Luta das mulheres indígenas
Rafael Ioris ressalta o papel central que as lideranças indígenas, e as mulheres indígenas especificamente, têm desempenhado na resistência ambiental e democrática no Brasil.
“No nosso livro, entrevistamos a Sônia Guajajara, e ela fala do papel da Articulação dos Povos Indígenas do Brasil (Apib), da qual ela foi a presidente até agora. As mulheres indígenas e lideranças indígenas têm tido papel fundamental de chamar a atenção para os temas dos massacres das populações da Amazônia, para o desastre ambiental e para o destruição da democracia brasileira”, acrescenta, lembrando que Lula tem a possibilidade de trabalhar com outros governos progressistas, como o da Colômbia e o da Bolívia, países que também têm territórios amazônicos.
Kelvin Trautman/Flickr
‘Que a Amazônia seja central em como pensarmos desenvolvimento brasileiro e o Brasil no mundo’, disse Rafael Ioris
Imagem do Brasil no mundo
“A imagem do Brasil no mundo envolve de maneira muito central a Amazônia. E cada vez mais eu acho que vai passar pela Amazônia, no sentido de que a preocupação ambiental no mundo, a consciência do problema ambiental é crescente, e o papel da Amazônia nisso também é central. Então, se o Brasil quer ser respeitado, se quer estabelecer novos acordos, seja com a Noruega ou outros atores internacionais, tem que saber que haverá cada vez mais essas demandas de que a sua economia seja administrada de maneira mais sustentável. Isso de maneira central pela Amazônia”, afirma.

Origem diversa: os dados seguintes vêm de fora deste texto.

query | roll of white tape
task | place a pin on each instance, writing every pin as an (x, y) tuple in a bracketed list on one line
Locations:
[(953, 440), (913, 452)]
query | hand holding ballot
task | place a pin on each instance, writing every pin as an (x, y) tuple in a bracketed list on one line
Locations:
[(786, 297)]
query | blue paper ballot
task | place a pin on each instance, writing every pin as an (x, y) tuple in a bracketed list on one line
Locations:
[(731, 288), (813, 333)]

Segundo Ioris, a preservação da Amazônia vai ajudar o Brasil a ser respeitado e a ter uma melhor inserção econômica no mundo de hoje. “Mas eu acho que precisamos ainda trabalhar com uma outra parcela da população, que é o agrobusiness, que tem um papel fundamental na economia e na política brasileira, temos um grande diálogo para ser feito com eles. Diálogo ou pressão doméstica internacional, para que eles entendam que, de fato, precisamos repensar as políticas de ocupação do território de produção agrícola e pecuária no Brasil, de uma maneira que seja mais sustentável”, avisa.

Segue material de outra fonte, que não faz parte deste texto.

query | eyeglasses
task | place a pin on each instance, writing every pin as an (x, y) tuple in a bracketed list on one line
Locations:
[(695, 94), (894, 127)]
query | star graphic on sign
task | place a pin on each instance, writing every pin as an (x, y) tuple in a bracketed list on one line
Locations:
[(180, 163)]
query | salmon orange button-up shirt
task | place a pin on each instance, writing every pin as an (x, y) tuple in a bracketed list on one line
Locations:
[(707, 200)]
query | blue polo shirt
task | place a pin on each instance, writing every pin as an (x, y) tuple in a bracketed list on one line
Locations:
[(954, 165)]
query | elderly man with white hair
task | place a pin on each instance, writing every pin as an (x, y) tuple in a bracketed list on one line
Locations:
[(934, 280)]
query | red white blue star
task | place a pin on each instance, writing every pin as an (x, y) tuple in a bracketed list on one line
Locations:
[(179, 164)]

Mas, para ele, sustentabilidade vai além: “Sustentável no sentido de melhores relações de trabalho, de melhores formas de atuação – não só pela monocultura, mas de exploração ambiental sustentável, ou seja, da produção de fato nativa da Amazônia -, de agregar valor econômico à produção local em escalas transnacionais, com atores locais em posição de liderança, repensar de uma maneira mais ampla o papel da política pública democrática, altiva, soberana e central nisso”, explica.

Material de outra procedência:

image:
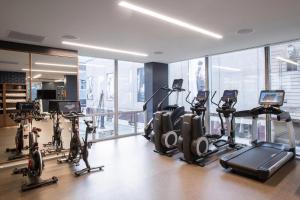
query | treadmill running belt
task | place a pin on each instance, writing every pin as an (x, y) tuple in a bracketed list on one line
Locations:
[(255, 157)]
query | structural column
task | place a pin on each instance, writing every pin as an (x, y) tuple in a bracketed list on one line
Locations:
[(156, 76)]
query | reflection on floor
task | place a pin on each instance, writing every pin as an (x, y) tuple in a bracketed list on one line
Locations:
[(133, 171)]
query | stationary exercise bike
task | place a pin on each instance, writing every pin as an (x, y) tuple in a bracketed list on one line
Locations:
[(174, 111), (19, 118), (35, 163), (71, 111)]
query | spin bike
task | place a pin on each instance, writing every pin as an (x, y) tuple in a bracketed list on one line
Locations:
[(35, 163), (77, 150)]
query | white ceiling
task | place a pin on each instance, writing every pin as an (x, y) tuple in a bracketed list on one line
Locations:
[(104, 23)]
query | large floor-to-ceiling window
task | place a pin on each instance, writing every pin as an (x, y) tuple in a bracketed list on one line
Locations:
[(131, 97), (285, 75), (193, 74), (97, 88), (243, 71)]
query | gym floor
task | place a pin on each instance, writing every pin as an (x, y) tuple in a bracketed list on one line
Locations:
[(133, 171)]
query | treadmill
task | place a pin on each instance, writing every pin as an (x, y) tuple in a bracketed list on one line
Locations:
[(262, 159)]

Outros biomas, outros povos
Além disso, alerta Ioris, precisamos pensar na Amazônia integrada com os outros biomas brasileiros. “Porque, de fato, tudo na natureza é interligado. Entendemos, por exemplo, que só existe a agricultura no mundo, só existe floresta no mundo porque existe uma rede imensa de fungos que se comunicam, ou seja, na natureza é tudo integrado. Então, para que a Amazônia exista, ela depende também da existência do Cerrado. Pensar questões ambientais no Brasil, onde a Amazônia tem um papel central, vai requerer também pensarmos nos outros biomas e nas outras populações”, conclui, lembrando que a região tem vários sistemas econômicos, culturais e humanos.
“Pensar a Amazônia é pensar também em ação urbana, a questão de esgoto em Manaus, em Belém. Ou seja, não é só a floresta, embora também tenhamos que pensar na floresta, nos diferentes povos”, conclui.